10 Meanest Backstage Wrestling Feuds
2. Bruiser Brody Vs. Invader
On July 16th 1988, Frank ‘Bruiser Brody’ Goodish was in Puerto Rico for the World Wrestling Council to wrestle Dan Spivey, and was at the venue in the locker rooms preparing for the match when José Huertas González, who wrestled under a hood as Invader 1, asked him to step into the shower area to talk business.
What happened next is a matter for conjecture, as the only witnesses were Goodish and González, and only one man lived to tell the tale. There were noises of a scuffle, and then shouts. Tony Atlas, Brody’s friend, ran to his side, where it was confirmed that González had stabbed the man with such force that his lungs and liver had been pierced.
Medical attention didn’t reach Brody in time, and he died of blood loss before it was possible to treat him. When police arrived at the scene, they informed Atlas and Dutch Mantel, who was also present, that they’d been informed that a fan had gatecrashed the backstage and attacked Brody, something verifiably untrue.
When confronted by police, Invader claimed that Brody had assaulted him. Given that the massive Bruiser Brody was a foot taller than Invader and prone to legitimate loss of temper and acts of violence, his story that he was acting in self-defence was believed in a majority verdict in court (Puerto Rican jury trials don’t require a unanimous verdict), and González was cleared of all charges.
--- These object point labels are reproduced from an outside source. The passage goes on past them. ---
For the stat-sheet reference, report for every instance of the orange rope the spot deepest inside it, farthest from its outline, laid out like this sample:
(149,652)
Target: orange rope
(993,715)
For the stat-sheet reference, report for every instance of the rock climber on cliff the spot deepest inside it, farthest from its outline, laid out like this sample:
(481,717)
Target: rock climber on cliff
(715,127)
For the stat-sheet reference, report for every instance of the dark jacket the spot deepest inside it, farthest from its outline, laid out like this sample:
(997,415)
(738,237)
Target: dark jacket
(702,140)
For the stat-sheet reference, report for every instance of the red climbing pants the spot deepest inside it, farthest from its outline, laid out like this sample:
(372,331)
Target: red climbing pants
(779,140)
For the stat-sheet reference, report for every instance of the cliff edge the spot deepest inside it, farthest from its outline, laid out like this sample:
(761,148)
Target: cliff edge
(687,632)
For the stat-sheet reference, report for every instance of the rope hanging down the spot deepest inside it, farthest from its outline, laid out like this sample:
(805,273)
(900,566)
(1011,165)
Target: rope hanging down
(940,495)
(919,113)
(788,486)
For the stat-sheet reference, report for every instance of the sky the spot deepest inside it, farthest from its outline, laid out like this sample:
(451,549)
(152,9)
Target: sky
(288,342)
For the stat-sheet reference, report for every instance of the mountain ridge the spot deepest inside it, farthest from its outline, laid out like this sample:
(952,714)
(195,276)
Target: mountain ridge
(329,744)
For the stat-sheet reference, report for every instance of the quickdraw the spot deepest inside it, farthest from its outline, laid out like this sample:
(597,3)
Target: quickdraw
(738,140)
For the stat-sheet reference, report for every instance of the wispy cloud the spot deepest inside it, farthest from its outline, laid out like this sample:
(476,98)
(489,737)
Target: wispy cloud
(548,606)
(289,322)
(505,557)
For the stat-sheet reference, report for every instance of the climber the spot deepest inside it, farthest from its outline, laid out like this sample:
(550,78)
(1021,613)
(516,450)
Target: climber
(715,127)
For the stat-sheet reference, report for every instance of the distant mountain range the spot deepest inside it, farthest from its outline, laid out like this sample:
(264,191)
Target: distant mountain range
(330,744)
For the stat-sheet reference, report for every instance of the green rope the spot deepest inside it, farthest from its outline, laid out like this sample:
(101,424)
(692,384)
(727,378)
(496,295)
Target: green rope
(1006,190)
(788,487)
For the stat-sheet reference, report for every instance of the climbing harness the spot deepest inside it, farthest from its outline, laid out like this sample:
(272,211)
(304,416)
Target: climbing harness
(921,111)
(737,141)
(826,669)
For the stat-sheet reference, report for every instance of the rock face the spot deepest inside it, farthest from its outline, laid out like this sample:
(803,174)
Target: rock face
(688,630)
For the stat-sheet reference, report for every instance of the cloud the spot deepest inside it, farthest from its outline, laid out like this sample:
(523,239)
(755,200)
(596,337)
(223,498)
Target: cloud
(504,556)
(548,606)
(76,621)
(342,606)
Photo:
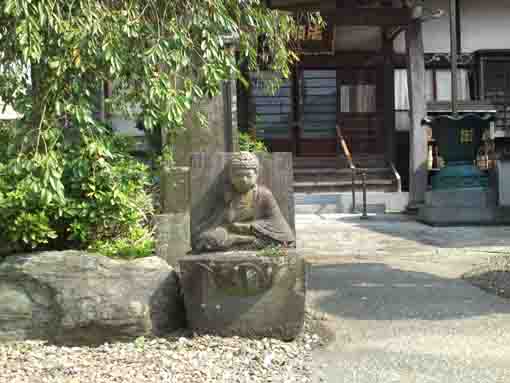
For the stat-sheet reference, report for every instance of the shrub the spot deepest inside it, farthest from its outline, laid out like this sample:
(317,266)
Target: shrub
(87,193)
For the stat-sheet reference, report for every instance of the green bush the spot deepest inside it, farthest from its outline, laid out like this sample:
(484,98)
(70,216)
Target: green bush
(86,193)
(247,143)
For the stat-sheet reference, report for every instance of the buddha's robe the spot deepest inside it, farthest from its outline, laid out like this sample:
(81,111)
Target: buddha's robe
(259,209)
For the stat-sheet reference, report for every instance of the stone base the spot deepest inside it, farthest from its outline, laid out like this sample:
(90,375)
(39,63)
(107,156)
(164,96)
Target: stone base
(468,206)
(242,293)
(75,298)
Curiously - and leading to accusations that the trial had been fixed - neither Atlas nor Mantel were asked to provide any form of witness evidence to the court.
If the conspiracy theories are true, and González did murder Goodish, then it’s possible that business was behind it: apparently Goodish had spoken to Atlas of finally ‘getting in’ a couple of days earlier.
Atlas took that to mean that Brody - who had built a reputation as a maverick free agent who drifted from promotion to promotion, from territory to territory, but who was forty-two and slowing down - had bought into a wrestling promotion as his retirement package. The implication was that the promotion he was buying into was Puerto Rico’s WWC, the company that González helped to run as the booker.
It’s likely now that no one will ever know the reason for Bruiser Brody’s death… but given the wall of silence from every local wrestler in that locker room, the false statements given to police at the scene and the oddly skewed trial that resulted, it’s pretty clear that González’ self-defence story doesn’t hold much water.
Whatever the case, the death of Bruiser Brody remains one of the most horrific examples of a backstage feud going wrong in wrestling history.